Antimicrobial testing revealed clear concentration-dependent activity. The higher-concentration films produced inhibition zones of up to 22 mm against E. coli and Proteus species, and greater than 22 mm against Aspergillus niger, comfortably exceeding the performance of silver nanoparticles used alone. All formulations also prevented microbial penetration through the film over a seven-day period.

However, the biological data also exposed a significant tension. Higher silver nanoparticle concentrations drove down cell viability sharply: SF1 through SF4 maintained fibroblast viability above 70%, while SF6 and SF7 reduced it below 30%. Haemolysis followed a similar pattern, rising from 21% in SF1 to 77% in SF7. Reactive oxygen species assays confirmed that oxidative stress increased substantially at higher concentrations, likely driving the cytotoxicity observed.

The authors identify SF4 as the most balanced formulation, achieving inhibition zones of 14–18 mm across tested strains while preserving approximately 70% fibroblast viability and maintaining acceptable haemocompatibility. Mycelium-based biomaterials are increasingly being explored as smart wound healing devices, and this work adds granular experimental data to that growing body of evidence.
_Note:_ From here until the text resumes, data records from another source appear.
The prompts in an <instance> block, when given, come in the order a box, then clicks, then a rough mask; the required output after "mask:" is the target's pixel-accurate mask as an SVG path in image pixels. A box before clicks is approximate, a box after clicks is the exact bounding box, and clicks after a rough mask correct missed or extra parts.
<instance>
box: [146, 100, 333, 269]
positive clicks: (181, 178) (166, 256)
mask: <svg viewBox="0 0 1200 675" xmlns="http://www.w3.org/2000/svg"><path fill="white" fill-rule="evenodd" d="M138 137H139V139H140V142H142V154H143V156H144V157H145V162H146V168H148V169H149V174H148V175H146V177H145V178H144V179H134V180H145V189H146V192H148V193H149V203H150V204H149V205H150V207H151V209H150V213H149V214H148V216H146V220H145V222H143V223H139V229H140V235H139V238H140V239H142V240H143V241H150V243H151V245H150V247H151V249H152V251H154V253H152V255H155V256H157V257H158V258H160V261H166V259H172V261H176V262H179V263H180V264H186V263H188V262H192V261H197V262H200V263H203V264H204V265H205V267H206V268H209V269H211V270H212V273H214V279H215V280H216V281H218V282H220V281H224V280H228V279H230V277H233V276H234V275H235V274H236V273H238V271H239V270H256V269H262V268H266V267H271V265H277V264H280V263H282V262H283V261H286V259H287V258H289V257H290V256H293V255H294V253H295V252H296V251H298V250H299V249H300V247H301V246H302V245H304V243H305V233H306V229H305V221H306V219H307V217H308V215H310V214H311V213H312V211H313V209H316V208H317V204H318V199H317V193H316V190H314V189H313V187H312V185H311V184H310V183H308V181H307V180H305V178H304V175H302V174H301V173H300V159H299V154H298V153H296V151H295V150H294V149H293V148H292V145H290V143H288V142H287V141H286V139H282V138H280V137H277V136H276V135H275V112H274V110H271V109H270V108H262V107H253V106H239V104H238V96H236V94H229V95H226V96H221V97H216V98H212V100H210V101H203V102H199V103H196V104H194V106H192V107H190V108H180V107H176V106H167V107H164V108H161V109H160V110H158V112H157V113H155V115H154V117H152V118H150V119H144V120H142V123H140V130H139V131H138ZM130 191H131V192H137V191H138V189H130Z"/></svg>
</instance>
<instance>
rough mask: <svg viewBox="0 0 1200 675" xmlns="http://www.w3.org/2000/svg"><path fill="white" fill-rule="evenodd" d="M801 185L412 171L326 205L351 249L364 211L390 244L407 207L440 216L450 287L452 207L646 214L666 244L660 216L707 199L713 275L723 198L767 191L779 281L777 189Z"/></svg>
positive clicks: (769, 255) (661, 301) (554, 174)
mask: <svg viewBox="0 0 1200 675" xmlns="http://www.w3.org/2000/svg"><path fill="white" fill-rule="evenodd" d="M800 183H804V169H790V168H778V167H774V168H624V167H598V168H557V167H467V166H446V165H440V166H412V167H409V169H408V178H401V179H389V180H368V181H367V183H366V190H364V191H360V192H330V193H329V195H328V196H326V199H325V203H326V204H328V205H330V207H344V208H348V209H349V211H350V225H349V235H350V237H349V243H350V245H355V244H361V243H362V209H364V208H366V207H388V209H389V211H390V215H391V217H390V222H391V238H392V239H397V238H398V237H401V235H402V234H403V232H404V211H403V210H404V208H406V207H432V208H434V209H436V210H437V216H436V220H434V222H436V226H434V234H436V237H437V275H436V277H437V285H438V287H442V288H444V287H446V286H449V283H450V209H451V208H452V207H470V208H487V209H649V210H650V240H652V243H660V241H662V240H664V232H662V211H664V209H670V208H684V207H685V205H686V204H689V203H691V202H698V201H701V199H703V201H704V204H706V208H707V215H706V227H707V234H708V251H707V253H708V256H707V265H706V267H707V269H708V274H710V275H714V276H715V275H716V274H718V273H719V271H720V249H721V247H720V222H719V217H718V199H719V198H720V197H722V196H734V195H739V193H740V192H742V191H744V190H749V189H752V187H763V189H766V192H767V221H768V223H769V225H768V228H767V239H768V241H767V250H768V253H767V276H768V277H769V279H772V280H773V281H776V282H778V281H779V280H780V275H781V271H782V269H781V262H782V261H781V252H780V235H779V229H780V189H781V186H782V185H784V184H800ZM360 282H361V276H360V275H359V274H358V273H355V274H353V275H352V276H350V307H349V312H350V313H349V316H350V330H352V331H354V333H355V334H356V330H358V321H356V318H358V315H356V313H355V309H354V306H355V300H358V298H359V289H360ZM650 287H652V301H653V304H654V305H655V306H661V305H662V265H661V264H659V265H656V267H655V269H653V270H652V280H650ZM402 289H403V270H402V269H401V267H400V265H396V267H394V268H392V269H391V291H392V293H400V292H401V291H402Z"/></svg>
The authors acknowledge that industrial scalability of fungal chitosan extraction, long-term nanoparticle stability within the matrix, and comprehensive in vivo toxicological assessment remain open questions. In vivo wound healing studies are described as ongoing and will be reported separately. For now, the research offers a substantive proof of concept that Ganoderma lucidum can serve as a dual-purpose source, providing both the structural biopolymer and the nanoparticle synthesis platform for a functional, sustainable wound dressing.